Thursday, December 29, 2011

Bash sort... what the hell is up with tab separators?

UPDATE: I have updated the sort Wiki page to include an example for tab separated sorting.

In the world of Unix shells there exists a very common one called Bash. And within the Bash shell there are a whole host of commands that can be used both on the command line and in a script file. These commands run the gamut for what they can do, but there is a small subset that most people find their daily lives centered around when it comes to programming or hacking out solutions such as sed, cut, and sort.

Fairly common inputs to these commands are delimited-separated values such as CSVs and TSVs. Thankfully almost every command that you would use for these formats allows you to specify the delimiter.

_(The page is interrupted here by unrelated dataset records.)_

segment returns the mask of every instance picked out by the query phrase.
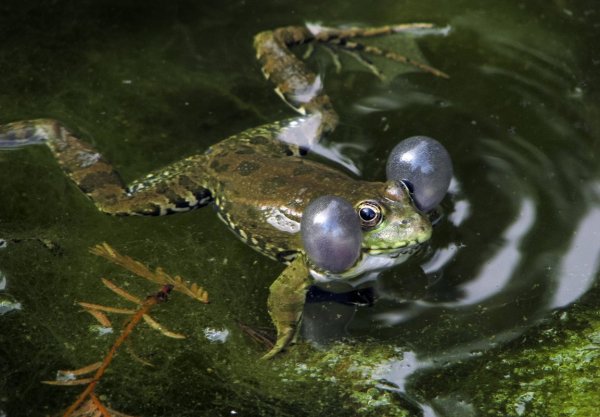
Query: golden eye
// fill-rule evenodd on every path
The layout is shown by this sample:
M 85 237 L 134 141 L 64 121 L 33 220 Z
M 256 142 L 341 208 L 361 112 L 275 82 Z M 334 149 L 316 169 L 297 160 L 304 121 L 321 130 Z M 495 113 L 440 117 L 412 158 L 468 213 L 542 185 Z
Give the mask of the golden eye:
M 374 201 L 363 201 L 357 206 L 356 211 L 362 227 L 375 227 L 383 220 L 381 207 Z

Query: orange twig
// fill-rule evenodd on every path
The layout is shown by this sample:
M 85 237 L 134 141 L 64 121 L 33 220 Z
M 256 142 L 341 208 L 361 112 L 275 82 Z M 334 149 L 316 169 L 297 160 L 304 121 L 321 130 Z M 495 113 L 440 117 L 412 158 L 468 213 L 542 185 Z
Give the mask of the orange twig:
M 137 276 L 147 279 L 148 281 L 161 285 L 173 285 L 175 287 L 175 291 L 179 291 L 202 303 L 208 303 L 208 293 L 204 290 L 204 288 L 198 286 L 198 284 L 188 284 L 179 275 L 172 277 L 160 267 L 156 268 L 155 271 L 152 271 L 141 262 L 136 261 L 129 256 L 121 255 L 106 242 L 92 247 L 90 252 L 94 255 L 101 256 L 104 259 L 107 259 L 110 262 L 119 265 L 130 272 L 133 272 Z
M 79 406 L 88 397 L 90 397 L 92 399 L 92 401 L 94 402 L 95 405 L 98 405 L 97 403 L 99 403 L 99 401 L 96 398 L 96 396 L 94 395 L 94 389 L 96 388 L 96 384 L 98 384 L 98 381 L 100 381 L 100 378 L 102 378 L 102 375 L 104 375 L 106 368 L 108 368 L 108 366 L 112 362 L 115 354 L 117 353 L 117 349 L 119 349 L 119 347 L 129 337 L 129 335 L 131 334 L 131 332 L 133 331 L 135 326 L 137 326 L 137 324 L 143 319 L 144 315 L 147 314 L 152 309 L 152 307 L 154 307 L 156 304 L 158 304 L 162 301 L 165 301 L 167 299 L 169 292 L 171 292 L 172 289 L 173 289 L 173 287 L 171 285 L 165 285 L 161 288 L 161 290 L 158 293 L 151 295 L 142 303 L 141 307 L 135 312 L 135 314 L 127 322 L 127 324 L 121 331 L 119 338 L 115 341 L 115 343 L 112 345 L 112 347 L 110 348 L 110 350 L 104 357 L 102 364 L 100 365 L 100 367 L 94 374 L 92 382 L 90 382 L 90 384 L 85 388 L 85 390 L 83 390 L 83 392 L 79 395 L 79 397 L 77 397 L 75 402 L 73 402 L 73 404 L 71 404 L 71 406 L 67 409 L 67 411 L 65 411 L 65 413 L 63 414 L 63 417 L 69 417 L 69 416 L 73 415 L 73 413 L 79 408 Z M 109 414 L 105 414 L 106 408 L 102 407 L 102 409 L 99 409 L 99 410 L 103 416 L 104 415 L 110 416 Z M 106 413 L 108 413 L 108 411 L 106 411 Z
M 98 323 L 100 323 L 101 326 L 104 327 L 112 327 L 112 323 L 110 322 L 110 320 L 108 319 L 108 317 L 106 317 L 106 314 L 104 314 L 101 311 L 98 310 L 93 310 L 91 308 L 84 308 L 84 310 L 87 313 L 90 313 Z
M 42 381 L 42 384 L 59 385 L 61 387 L 70 387 L 73 385 L 87 385 L 92 381 L 94 381 L 94 378 L 67 379 L 66 381 Z
M 84 366 L 83 368 L 62 370 L 62 371 L 58 371 L 58 372 L 63 375 L 79 376 L 79 375 L 90 374 L 90 373 L 94 372 L 96 369 L 100 368 L 101 366 L 102 366 L 102 362 L 96 362 L 91 365 Z
M 102 306 L 100 304 L 86 303 L 83 301 L 78 301 L 77 304 L 79 304 L 81 307 L 83 307 L 85 309 L 106 311 L 107 313 L 115 313 L 115 314 L 133 314 L 133 313 L 135 313 L 135 310 L 131 310 L 129 308 L 108 307 L 108 306 Z
M 123 288 L 119 287 L 117 284 L 115 284 L 112 281 L 109 281 L 106 278 L 101 278 L 102 279 L 102 283 L 112 292 L 114 292 L 115 294 L 117 294 L 120 297 L 123 297 L 126 300 L 132 301 L 136 304 L 142 304 L 142 300 L 140 300 L 139 298 L 137 298 L 135 295 L 133 294 L 129 294 L 127 291 L 125 291 Z
M 112 417 L 106 409 L 106 407 L 102 405 L 98 397 L 96 397 L 96 394 L 92 392 L 90 394 L 90 398 L 92 399 L 92 403 L 96 406 L 96 409 L 98 409 L 98 411 L 100 411 L 100 413 L 102 414 L 102 417 Z

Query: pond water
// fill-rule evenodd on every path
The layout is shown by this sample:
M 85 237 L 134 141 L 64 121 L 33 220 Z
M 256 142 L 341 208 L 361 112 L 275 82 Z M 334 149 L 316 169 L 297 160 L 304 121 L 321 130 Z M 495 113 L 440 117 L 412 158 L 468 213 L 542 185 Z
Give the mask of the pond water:
M 346 338 L 401 348 L 381 378 L 415 415 L 452 415 L 411 391 L 421 371 L 501 347 L 597 285 L 597 2 L 137 3 L 4 2 L 0 122 L 61 120 L 131 181 L 293 115 L 260 73 L 255 33 L 306 22 L 435 24 L 404 48 L 449 79 L 402 70 L 382 82 L 356 65 L 338 74 L 325 55 L 311 61 L 341 117 L 325 146 L 360 177 L 383 179 L 389 151 L 417 134 L 440 140 L 453 159 L 428 249 L 382 275 L 372 307 L 314 302 L 304 323 L 305 339 L 325 346 Z M 1 417 L 51 415 L 76 396 L 78 388 L 40 381 L 100 360 L 114 341 L 90 328 L 93 319 L 75 304 L 127 307 L 101 277 L 140 295 L 153 290 L 88 252 L 104 241 L 198 282 L 212 300 L 173 297 L 160 308 L 159 321 L 184 341 L 148 329 L 132 337 L 98 389 L 112 408 L 143 416 L 353 415 L 336 406 L 344 396 L 335 389 L 282 382 L 282 369 L 297 365 L 285 355 L 276 365 L 256 363 L 264 348 L 236 323 L 271 326 L 267 288 L 282 266 L 239 242 L 214 211 L 99 214 L 43 147 L 0 152 L 0 175 Z M 220 331 L 229 332 L 224 343 Z

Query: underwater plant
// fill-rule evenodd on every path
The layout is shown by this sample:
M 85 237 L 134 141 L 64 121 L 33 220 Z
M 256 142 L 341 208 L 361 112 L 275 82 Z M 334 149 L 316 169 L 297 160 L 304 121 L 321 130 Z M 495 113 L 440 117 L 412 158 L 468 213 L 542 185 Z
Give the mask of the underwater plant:
M 167 330 L 150 316 L 150 310 L 157 304 L 167 301 L 172 291 L 184 293 L 202 303 L 208 303 L 208 293 L 197 284 L 187 284 L 180 276 L 172 277 L 162 270 L 156 268 L 150 270 L 144 264 L 128 256 L 124 256 L 115 251 L 107 243 L 96 245 L 90 250 L 93 254 L 102 256 L 112 263 L 115 263 L 139 277 L 145 278 L 153 283 L 161 285 L 159 291 L 149 295 L 142 300 L 133 294 L 125 291 L 112 281 L 102 278 L 102 283 L 111 291 L 122 298 L 125 298 L 138 305 L 137 309 L 123 309 L 99 304 L 78 302 L 85 311 L 90 313 L 102 326 L 112 327 L 111 321 L 105 313 L 127 314 L 129 319 L 123 325 L 119 337 L 115 340 L 102 361 L 95 362 L 83 368 L 75 370 L 61 370 L 58 372 L 59 378 L 53 381 L 42 381 L 44 384 L 73 386 L 86 385 L 86 388 L 79 394 L 73 403 L 62 414 L 62 417 L 131 417 L 104 406 L 95 393 L 96 386 L 104 376 L 106 369 L 110 366 L 117 350 L 131 336 L 135 327 L 142 321 L 150 327 L 160 331 L 167 337 L 182 339 L 184 335 Z M 137 358 L 136 358 L 137 359 Z M 93 373 L 91 377 L 85 377 Z M 78 378 L 82 377 L 82 378 Z

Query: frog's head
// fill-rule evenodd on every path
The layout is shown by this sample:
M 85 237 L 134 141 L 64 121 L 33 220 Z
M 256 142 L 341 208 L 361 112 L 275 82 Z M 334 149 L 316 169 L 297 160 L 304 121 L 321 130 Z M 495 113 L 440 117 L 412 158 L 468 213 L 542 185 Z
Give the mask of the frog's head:
M 398 258 L 429 240 L 426 213 L 443 199 L 452 178 L 447 151 L 434 139 L 412 137 L 394 148 L 386 171 L 386 183 L 364 188 L 357 183 L 357 189 L 346 190 L 346 196 L 358 201 L 330 195 L 307 206 L 300 227 L 302 241 L 318 268 L 354 275 L 365 254 Z
M 404 183 L 356 185 L 352 201 L 333 195 L 313 200 L 300 226 L 312 264 L 344 277 L 360 273 L 361 260 L 372 256 L 392 258 L 385 263 L 392 265 L 400 254 L 412 253 L 431 237 L 431 223 L 415 207 Z
M 362 230 L 363 252 L 371 255 L 408 252 L 429 240 L 431 222 L 415 207 L 403 182 L 390 180 L 378 194 L 354 205 Z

For instance, say we have a TSV file called phonebook that contains the name and number for each contact:
$ cat phonebook 
Smith, Brett 555-4321
Doe, John 555-1234
Doe, Jane 555-3214
Avery, Cory 555-4132
Fogarty, Suzie 555-2314
With cut you could get just the names if you wanted:
$ cut -f1 phonebook 
Smith, Brett
Doe, John
Doe, Jane
Avery, Cory
Fogarty, Suzie
How did it know what the delimiter was? Luckily with cut the default delimiter is the tab character. What if it's not though? Looking at the man page for cut gives us:
$ man cut
...
     -d delim
             Use delim as the field delimiter character instead of the tab character.
...
So, say you wanted just the last name for everyone. Well, you can pipe the output from the first command to a second command to do just that! The only difference is now we are going to specify the delimiter to be a comma for the second command.
$ cut -f1 phonebook | cut -f1 -d ','
Smith
Doe
Doe
Avery
Fogarty
Nice! Now, lets check out sort. First, lets sort our phonebook by last name:
$ sort -k1,1 phonebook 
Avery, Cory 555-4132
Doe, Jane 555-3214
Doe, John 555-1234
Fogarty, Suzie 555-2314
Smith, Brett 555-4321
That works well enough. Now lets sort by phone numbers:
$ sort -k2,2 phonebook 
Smith, Brett 555-4321
Avery, Cory 555-4132
Doe, Jane 555-3214
Doe, John 555-1234
Fogarty, Suzie 555-2314
Well... that's not right. It sorted by first name instead. Hmmmmm. Looking at the man page we see:
$ man sort
...
       -t, --field-separator=SEP
              use SEP instead of non-blank to blank transition
...
OK, lets add our trusty tab character:
$ sort -k2,2 -t '\t' phonebook 
sort: multi-character tab `\\t'
Uhhhhh... multi-character? Looks like sort doesn't interpret '\t' as a tab character, but instead a literal '\' and 't'. In another way:
$ echo -n '\t' | hexdump -c
0000000   \   t                                                        
0000002
So, how do we set the separator to be a tab character? The beginner's bash guide provides some guidance on that:
3.3.5. ANSI-C quoting

Words in the form "$'STRING'" are treated in a special way. The word expands to a string, with backslash-escaped characters replaced as specified by the ANSI-C standard. Backslash escape sequences can be found in the Bash documentation.
Using our echo example again:
$ echo -n $'\t' | hexdump -c
0000000  \t                                                            
0000001
Yup, one character. Trying out phone number sort again:
$ sort -k2,2 -t $'\t' phonebook 
Doe, John 555-1234
Fogarty, Suzie 555-2314
Doe, Jane 555-3214
Avery, Cory 555-4132
Smith, Brett 555-4321
BINGO! Now we are truly sorting on the second column.

tl;dr

Turns out sort is similar to echo in that by default escaped characters are interpreted as two character literals rather than the intended escaped character. While echo -e does provide a means to do so, sort does not. So we must use the ANSI-C quoting (or some other means).